When Salazar was growing up outside the small town of Edcouch, Texas, in the Rio Grande Valley, his father owned a small grocery store and a plot of land. Salazar was one of seven children, however, and the income was not enough to support his large family.

"There was a middle class, a lower class and then there was us right below the poor people," he said.

Every day after school, Salazar and all of his siblings left the one-room steel shack they lived in to chop weeds in neighboring cotton fields. Before school, Salazar would deliver milk and after school he sold fruit and tacos at local beer joints. He said it was especially difficult growing up during World War II because everything was rationed and food was scarce.

Although Salazar did not have much free time, when he was 7 years old, his father taught him how to play the guitar. He played music in the evenings and eventually started touring West Texas to play talent shows, where he never came away with anything less than first place.

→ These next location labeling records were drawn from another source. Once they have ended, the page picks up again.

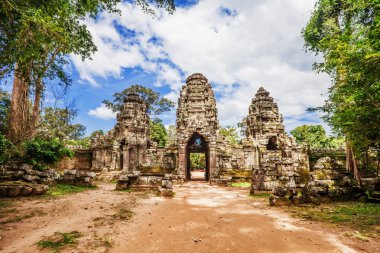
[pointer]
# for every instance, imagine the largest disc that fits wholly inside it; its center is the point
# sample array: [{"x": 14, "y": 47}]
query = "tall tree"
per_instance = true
[
  {"x": 346, "y": 33},
  {"x": 5, "y": 103},
  {"x": 158, "y": 132},
  {"x": 35, "y": 37},
  {"x": 155, "y": 104}
]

Salazar applied the same level of dedication to his schoolwork. He lived 7 miles from his high school and did not have access to a car, so every day he walked or hitchhiked back home after band practice.

He didn't think about quitting until he reached 10th grade and was about three credit hours away from earning his diploma. Because he knew he would not be able to pursue a college education or find a decent job, he decided to drop out and join the military in 1954. He applied to all four branches, and the Air Force was the first to respond.

Salazar made a career out of the Air Force, and he said it was enough to give his family everything they needed and some things they did not need. When he retired in the mid-'70s, he found work as a radio and television host, touring on weekends to sing in Mexico and Texas and occasionally in places farther away, like California, Ohio and Michigan. He also worked as a licensed private investigator.

In later years, Salazar remained an advocate for veterans' rights, becoming active in the American GI Forum. During a town hall meeting in 2008, he confronted then-presidential candidate Barack Obama about the need for a full-service VA hospital for veterans in the Rio Grande Valley.

More than three decades after he left the Air Force, and following a long struggle working with veterans' organizations, Salazar finally received his Purple Heart and Bronze Star at a ceremony at Randolph AFB on Feb. 15, 2013.

Mr. Salazar was interviewed by Lena Price in Castroville, Texas, on Nov. 6, 2010.